Current capabilities are inadequate to monitor the space objects population to avoid collisions. E.g., current practice did not prevent the Iridium-Cosmos collision that increased space debris by 10%. (False alarms are also bad and avoidance maneuvers are both costly and risky.) The biggest obstacles to achieving effective collision avoidance are inaccurate prediction of Sun-Earth system dynamics and atmospheric drag, and current manually intensive techniques for assimilating tracking data.

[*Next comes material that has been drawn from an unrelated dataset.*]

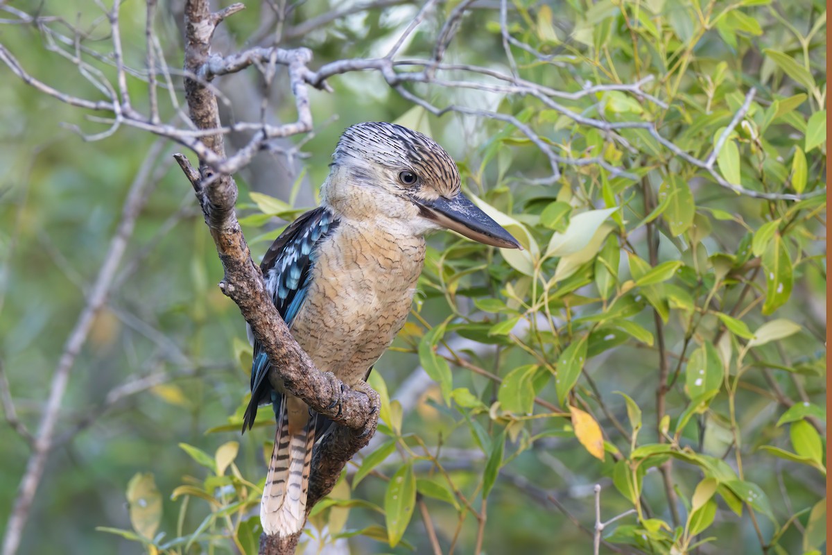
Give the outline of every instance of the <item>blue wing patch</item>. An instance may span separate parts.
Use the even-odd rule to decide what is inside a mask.
[[[316,247],[338,227],[338,220],[328,209],[320,206],[306,212],[292,222],[275,240],[260,263],[266,290],[275,306],[290,328],[303,306],[309,290]],[[251,364],[251,400],[243,415],[243,431],[251,429],[257,407],[271,402],[275,414],[280,395],[273,394],[269,374],[269,357],[260,341],[255,340]]]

  • Probabilistic SSA/cataloging using Bayesian learning, for monitoring of a much bigger population and faster handling of rapid changes in population, i.e., better inference and statistics
  • Thermospheric density forecast modeling improvements to eliminate major source of density uncertainty from the lower atmosphere, using NRLMSISE-00, WACCM-X (0-500km), NRL-HDAS (high-alt data assimilation; 0-100km), MERRA (0-50km): new physics, better modeling, HPC performance
  • Key solar extreme ultraviolet (EUV) irradiance forecasts to eliminate major source of density uncertainty from above, using NRLSSI, NRLEUV, GONG and HYPERION, for new data and—for the first time—incorporation of physics beyond empirical modeling


  • Validation against observations and comparison with current capabilities
  • Proof-of-Principle capability ready for prototyping
  • Enhancements to the NRLMSIS-E empirical thermosphere model which has significant commercial, military and academic demand.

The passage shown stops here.